Share your dilemmas and get honest opinions from other Mumsnetters.

He said yes then asked for more time

289 replies

excuseme678 · 10/11/2023 10:53

After several years I decided to take the bull by the horns and I asked my partner what he thought of us booking a registry office for a year's time from now. We don't have the money for a big wedding and I'm honestly happy with a registry office.
Age isn't on my side unfortunately.
He said 'yes that could be good'. I asked him several times, are you sure? I don't want to pressure you, are you certain?' He said yes.
I was crying tears of joy, I asked him if I should tell my family and his etc. And he said yes.
We were hugging and I was so happy, I didn't know if this day would ever come.
I said to him one last time, as long as you're certain you're ready, you can have time to think about it if you want.
He said 'actually, can I have time to think about it?'
I said yes that's fine, and asked him to tell me next week.
I'm actually not sure how to feel now, he already knew I wanted to get married and I'm scared he said yes because it's what I wanted to hear. What do people think, I'm just really not sure what he'll say. I feel embarrassed tbh.

OP posts:
Mari9999 · 10/11/2023 12:21

@excuseme678
A date won't protect you.. The trip to the Registry office or a church is the only absolute certainty.

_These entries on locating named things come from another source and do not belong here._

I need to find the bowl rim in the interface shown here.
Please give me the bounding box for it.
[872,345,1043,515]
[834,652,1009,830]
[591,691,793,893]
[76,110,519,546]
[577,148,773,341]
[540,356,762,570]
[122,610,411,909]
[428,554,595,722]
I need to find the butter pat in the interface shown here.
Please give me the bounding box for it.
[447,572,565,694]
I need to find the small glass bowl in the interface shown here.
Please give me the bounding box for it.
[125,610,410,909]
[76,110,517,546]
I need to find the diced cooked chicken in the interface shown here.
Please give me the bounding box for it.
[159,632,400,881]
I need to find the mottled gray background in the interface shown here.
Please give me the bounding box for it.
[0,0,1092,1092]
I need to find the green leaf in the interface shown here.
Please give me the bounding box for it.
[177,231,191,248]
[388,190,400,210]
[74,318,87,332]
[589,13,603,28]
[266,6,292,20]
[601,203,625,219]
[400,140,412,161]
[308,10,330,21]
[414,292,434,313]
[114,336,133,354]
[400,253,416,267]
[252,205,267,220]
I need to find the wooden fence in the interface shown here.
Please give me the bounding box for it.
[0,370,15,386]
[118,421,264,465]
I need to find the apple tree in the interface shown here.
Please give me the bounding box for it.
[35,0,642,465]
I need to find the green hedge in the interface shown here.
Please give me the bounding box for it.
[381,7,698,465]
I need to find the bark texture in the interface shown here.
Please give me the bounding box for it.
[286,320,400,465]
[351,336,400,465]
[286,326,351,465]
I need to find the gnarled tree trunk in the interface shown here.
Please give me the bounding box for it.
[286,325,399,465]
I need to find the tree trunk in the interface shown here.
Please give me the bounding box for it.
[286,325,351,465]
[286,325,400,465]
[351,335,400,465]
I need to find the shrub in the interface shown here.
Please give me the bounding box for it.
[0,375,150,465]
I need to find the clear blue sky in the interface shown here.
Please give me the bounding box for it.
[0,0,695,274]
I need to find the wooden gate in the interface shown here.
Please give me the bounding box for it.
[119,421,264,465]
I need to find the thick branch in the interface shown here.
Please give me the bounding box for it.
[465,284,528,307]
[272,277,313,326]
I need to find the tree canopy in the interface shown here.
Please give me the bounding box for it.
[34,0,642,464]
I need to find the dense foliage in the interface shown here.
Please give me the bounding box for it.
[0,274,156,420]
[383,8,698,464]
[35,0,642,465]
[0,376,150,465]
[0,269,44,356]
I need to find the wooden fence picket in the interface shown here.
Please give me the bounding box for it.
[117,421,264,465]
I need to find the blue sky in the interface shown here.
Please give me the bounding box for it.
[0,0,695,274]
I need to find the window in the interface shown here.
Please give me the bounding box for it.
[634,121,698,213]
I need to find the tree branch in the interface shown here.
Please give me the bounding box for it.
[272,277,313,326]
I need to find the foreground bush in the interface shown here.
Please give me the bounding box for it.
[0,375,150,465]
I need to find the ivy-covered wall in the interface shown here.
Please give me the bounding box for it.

Maybe, he just isn't ready to be married. Only you can decide what your priorities are. Don't give him a ultimatum date, instead give yourself the date. Know how long you are willing to stay without marriage if that is your line in the sand. Boundaries are put in place for you.

I think sometimes we forget that all of the issues and weariness that couples experience in marriage also happen when living together. The clock does not wait for marriage to start ticking. Sometimes, the attraction and excitement is over before the actual marriage ever takes place.

lovemelongtime · 10/11/2023 12:22

It is totally possible to be committed without being married and to live happily with children while not married. I guess you need to work out whether its the idea of marriage itself that he doesnt want (my husband really wasnt bothered about getting married for years) - but if he shows committment to you in other ways dont make this a deal breaker.

GentlemansRelish · 10/11/2023 12:24

MargotBamborough · 10/11/2023 11:13

Mumsnet is an odd place.

If @excuseme678 had posted, "I've been with my DP for X years and I was hoping he would have proposed by now especially since I am approaching my mid 30s and I want children, what should I do?" you can guarantee people would say, "Why do you need to wait for a man to propose? It's 2023. Use your words. Tell him you want to get married and book a registry office. It doesn't have to cost thousands, you can do it for £200."

Then someone posts saying she's tried to do exactly that and she's "weird" and "odd" and "putting him on the spot".

Of course you need to put him on the spot. You need to know whether he wants to invest in a long term future and have children with you while your ovaries still work.

YANBU.

I think that's perfectly reasonable.

The only thing I think the OP did at all wrong was asking him several times in the immediate aftermath of her proposal whether he was sure.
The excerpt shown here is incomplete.